Craig Dodds

Political Bureau

THE SABC’s plan for a 24-hour news channel appears to have hit the skids in the form of hard times and Finance Minister Pravin Gordhan.

A week before he is to present his Medium Term Budget Policy Statement in Parliament, outlining spending plans for the next three years, Gordhan put the SABC on notice yesterday.

He said in a written reply to a parliamentary question on the planned news channel that the broadcaster’s management must “take credible measures to stop wasteful and ill-considered projects and expenditure”.

Leaving little hope that the 24-hour channel would launch any time soon, Gordhan added: “This is not the time for vanity projects. Not when this country faces fiscal constraints.”

Gordhan is expected next week to keep government departments on a tight leash against the backdrop of a widening deficit on the country’s current account, now at 6.4 percent of GDP, and downgrades in its credit rating by two ratings agencies, set to drive up the cost of borrowing.

The SABC had announced the channel would launch last month, but has been silent on it since.

In its annual report presented to Parliament last week, the SABC reported fruitless, wasteful and irregular expenditure of R22.1m for the 2011/12 financial year.

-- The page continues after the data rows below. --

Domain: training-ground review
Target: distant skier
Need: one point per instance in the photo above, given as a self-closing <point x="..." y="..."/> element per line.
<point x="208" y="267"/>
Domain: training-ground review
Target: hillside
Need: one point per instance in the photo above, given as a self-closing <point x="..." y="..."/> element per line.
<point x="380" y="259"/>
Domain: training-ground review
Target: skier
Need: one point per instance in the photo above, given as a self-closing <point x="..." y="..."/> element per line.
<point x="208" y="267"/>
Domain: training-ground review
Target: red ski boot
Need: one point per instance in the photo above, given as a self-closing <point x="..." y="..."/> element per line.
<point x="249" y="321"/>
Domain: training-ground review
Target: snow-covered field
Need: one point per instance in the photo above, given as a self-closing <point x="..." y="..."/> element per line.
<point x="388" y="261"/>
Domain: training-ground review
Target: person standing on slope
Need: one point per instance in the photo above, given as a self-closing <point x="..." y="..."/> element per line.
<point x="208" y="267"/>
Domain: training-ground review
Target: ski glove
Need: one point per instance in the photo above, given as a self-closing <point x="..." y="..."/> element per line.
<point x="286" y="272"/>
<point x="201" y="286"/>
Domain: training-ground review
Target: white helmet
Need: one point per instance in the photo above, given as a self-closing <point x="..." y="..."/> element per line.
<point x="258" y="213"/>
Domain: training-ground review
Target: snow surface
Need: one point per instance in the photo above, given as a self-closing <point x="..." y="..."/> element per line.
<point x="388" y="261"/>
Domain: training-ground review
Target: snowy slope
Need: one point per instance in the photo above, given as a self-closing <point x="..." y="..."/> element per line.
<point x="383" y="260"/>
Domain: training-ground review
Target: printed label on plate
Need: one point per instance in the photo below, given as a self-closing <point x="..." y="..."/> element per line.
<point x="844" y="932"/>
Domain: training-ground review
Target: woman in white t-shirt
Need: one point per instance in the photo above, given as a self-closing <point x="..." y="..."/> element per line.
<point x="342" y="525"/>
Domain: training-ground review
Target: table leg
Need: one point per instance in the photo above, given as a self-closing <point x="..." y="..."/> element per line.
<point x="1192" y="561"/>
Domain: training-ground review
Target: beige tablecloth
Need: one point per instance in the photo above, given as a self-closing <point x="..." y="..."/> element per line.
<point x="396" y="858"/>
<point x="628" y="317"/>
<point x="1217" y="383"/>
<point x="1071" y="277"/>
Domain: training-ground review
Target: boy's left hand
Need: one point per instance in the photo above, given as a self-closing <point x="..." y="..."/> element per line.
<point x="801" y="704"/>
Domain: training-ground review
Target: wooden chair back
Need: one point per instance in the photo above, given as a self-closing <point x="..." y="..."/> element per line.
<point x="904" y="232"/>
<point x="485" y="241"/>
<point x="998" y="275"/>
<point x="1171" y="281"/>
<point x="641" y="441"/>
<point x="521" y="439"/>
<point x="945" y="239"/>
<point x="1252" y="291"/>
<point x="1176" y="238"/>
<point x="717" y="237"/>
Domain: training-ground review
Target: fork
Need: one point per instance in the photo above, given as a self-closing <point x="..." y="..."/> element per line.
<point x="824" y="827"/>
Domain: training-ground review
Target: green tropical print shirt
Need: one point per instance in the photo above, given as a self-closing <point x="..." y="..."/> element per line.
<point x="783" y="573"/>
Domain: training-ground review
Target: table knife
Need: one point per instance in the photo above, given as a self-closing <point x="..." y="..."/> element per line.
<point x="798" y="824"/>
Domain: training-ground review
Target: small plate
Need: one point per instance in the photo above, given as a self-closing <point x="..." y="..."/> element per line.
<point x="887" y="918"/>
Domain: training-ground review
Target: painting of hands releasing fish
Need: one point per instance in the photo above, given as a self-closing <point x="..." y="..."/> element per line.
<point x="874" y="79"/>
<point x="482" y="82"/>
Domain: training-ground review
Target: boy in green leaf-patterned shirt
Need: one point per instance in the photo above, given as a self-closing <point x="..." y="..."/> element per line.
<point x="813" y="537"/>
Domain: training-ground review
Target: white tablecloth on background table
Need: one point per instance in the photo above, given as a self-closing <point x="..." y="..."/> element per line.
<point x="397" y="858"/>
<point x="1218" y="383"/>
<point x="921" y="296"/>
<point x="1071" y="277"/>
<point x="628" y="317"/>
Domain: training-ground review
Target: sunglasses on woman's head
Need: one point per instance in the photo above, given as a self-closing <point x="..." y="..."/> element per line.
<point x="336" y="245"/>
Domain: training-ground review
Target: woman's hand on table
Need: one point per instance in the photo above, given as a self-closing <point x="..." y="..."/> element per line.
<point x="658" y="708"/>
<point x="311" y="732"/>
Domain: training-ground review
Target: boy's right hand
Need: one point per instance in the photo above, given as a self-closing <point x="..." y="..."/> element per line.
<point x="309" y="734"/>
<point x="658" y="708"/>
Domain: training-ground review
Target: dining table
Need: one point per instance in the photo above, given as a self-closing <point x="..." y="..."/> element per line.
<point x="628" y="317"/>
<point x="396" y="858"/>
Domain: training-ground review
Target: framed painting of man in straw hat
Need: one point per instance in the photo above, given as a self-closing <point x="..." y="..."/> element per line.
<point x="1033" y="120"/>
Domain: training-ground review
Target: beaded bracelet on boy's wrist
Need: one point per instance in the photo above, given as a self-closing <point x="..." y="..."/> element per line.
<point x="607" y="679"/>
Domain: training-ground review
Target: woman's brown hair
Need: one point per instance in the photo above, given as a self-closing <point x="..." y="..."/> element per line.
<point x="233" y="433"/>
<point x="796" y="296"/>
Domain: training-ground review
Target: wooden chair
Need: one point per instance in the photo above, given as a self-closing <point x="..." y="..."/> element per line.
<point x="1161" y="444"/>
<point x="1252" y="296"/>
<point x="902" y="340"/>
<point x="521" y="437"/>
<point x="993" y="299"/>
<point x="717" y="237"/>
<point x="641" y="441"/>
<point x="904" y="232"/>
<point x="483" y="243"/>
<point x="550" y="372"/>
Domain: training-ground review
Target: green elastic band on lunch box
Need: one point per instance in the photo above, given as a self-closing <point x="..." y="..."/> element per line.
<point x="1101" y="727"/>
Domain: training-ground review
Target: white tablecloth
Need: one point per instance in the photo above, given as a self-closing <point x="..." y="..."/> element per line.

Though it converted a R129m loss last year into a R343m net profit this year, employee costs soared by 8 percent to R1.75 billion – breaching a target set under a R1.4bn government loan guarantee granted by the Treasury in 2009.

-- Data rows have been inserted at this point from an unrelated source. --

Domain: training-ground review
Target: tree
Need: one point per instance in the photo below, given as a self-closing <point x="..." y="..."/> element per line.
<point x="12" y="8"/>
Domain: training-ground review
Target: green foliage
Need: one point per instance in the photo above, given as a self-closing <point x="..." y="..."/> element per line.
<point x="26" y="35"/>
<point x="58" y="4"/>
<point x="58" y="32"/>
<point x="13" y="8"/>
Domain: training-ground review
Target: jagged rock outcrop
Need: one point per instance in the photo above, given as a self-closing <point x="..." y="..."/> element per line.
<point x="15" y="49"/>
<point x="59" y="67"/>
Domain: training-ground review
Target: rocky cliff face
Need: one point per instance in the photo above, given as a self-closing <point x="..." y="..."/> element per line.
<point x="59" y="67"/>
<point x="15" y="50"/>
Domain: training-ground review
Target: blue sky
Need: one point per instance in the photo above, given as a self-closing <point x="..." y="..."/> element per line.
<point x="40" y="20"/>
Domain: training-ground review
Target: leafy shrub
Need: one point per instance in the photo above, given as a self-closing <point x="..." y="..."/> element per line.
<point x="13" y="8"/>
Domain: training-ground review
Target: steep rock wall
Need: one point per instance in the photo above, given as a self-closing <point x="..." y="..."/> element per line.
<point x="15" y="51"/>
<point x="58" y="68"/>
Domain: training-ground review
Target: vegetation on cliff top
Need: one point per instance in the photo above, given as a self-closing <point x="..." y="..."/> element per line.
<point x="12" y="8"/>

Gordhan said in his reply that the target for employee costs was R1.48bn, indicating the broadcaster was wide off the mark by R227m.

Of the four main conditions attached to the loan guarantee, the SABC had met two, partially achieved one and failed to meet another. They were:

l Develop a turnaround plan – partially achieved. Gordhan said the broadcaster’s corporate plan encompassed an “integrated turnaround plan”, but the corporate plan was being revised to align the budget with the loan guarantee targets;

l Implementation plan for addressing issues raised in the report of the auditor-general – achieved. The SABC had set up a team focusing on the AG’s recommendations and it had been implementing these.

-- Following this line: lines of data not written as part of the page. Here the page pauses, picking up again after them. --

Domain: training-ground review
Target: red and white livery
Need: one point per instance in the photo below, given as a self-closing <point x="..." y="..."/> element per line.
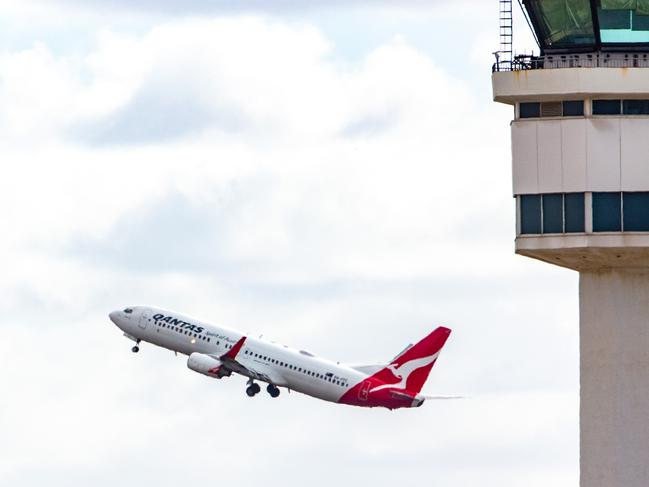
<point x="217" y="352"/>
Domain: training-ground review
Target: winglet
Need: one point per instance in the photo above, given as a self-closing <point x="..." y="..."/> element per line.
<point x="234" y="351"/>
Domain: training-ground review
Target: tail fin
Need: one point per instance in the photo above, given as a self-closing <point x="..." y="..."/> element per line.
<point x="410" y="369"/>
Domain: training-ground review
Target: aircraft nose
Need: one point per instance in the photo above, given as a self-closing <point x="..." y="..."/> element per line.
<point x="114" y="315"/>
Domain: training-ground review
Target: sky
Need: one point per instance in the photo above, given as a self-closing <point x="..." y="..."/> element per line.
<point x="331" y="175"/>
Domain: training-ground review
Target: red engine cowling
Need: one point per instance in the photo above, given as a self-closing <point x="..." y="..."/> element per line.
<point x="206" y="365"/>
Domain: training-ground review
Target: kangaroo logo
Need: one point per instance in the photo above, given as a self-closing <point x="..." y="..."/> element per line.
<point x="402" y="372"/>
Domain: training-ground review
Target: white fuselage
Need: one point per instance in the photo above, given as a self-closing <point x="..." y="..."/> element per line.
<point x="294" y="369"/>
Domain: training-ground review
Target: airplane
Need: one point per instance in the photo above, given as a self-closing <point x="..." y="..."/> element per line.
<point x="218" y="352"/>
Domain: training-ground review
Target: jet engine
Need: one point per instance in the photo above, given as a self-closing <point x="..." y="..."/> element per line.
<point x="206" y="365"/>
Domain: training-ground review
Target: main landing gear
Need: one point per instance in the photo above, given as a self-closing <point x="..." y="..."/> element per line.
<point x="252" y="389"/>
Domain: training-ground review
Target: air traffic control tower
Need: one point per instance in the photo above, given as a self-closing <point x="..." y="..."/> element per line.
<point x="580" y="158"/>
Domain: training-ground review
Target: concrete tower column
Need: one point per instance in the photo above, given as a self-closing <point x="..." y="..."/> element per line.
<point x="614" y="368"/>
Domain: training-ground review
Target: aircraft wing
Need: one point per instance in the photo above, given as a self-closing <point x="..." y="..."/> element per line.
<point x="256" y="371"/>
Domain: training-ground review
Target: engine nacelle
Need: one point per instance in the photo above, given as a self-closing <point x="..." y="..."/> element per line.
<point x="206" y="365"/>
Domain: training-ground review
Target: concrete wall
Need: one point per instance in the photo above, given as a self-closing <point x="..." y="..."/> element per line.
<point x="614" y="366"/>
<point x="580" y="154"/>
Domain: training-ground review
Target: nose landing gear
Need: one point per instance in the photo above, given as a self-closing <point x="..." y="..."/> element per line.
<point x="273" y="390"/>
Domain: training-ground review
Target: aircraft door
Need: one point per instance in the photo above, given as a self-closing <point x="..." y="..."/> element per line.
<point x="364" y="391"/>
<point x="144" y="318"/>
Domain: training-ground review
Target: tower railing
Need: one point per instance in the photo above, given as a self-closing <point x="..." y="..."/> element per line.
<point x="524" y="62"/>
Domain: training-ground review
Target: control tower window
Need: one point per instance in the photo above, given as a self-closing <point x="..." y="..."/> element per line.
<point x="624" y="21"/>
<point x="607" y="212"/>
<point x="530" y="213"/>
<point x="574" y="209"/>
<point x="563" y="24"/>
<point x="529" y="110"/>
<point x="552" y="213"/>
<point x="606" y="107"/>
<point x="636" y="212"/>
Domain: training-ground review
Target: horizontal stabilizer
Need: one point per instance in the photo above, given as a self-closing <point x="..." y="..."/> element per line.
<point x="370" y="369"/>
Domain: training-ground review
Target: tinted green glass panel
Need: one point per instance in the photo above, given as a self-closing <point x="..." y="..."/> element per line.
<point x="636" y="212"/>
<point x="607" y="212"/>
<point x="623" y="21"/>
<point x="552" y="213"/>
<point x="531" y="213"/>
<point x="563" y="23"/>
<point x="574" y="204"/>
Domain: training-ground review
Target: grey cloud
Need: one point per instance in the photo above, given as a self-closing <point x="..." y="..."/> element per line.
<point x="157" y="114"/>
<point x="370" y="125"/>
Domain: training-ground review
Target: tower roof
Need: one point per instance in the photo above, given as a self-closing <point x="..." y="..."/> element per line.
<point x="590" y="25"/>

l Cost cutting and revenue enhancement measures to be captured in the shareholder’s compact – not achieved. The compact had yet to be finalised.

l Monitoring Task Team established – achieved. The task team held monthly meetings with the SABC to discuss progress.

The SABC had asked the Treasury in March to relax the conditions of the guarantee, but it had been refused because the problems that had given rise to financial instability in the first place – cost escalations in excess of revenue growth – had not been adequately addressed.

Any relaxing of the targets would increase the risk to the government in relation to the guarantee, Gordhan said. The SABC had been successful in some cost-cutting and revenue enhancement initiatives, but had failed to meet the target for reducing employee costs.

Responding to the parliamentary question from Cope’s Juli Kilian on whether a business plan for the proposed 24-hour news channel had been presented to the Treasury, Gordhan said such a plan had been “shared”, but the financial aspects were still being considered.

Communications Minister Dina Pule has said the projected operational cost of the channel would be R180m a year, rising to R240m in the fifth year. The SABC would also need R75m for capital expenditure.

SABC spokesman Kaizer Kganyago said plans for the launch of the channel were “on track” but could not give a launch date.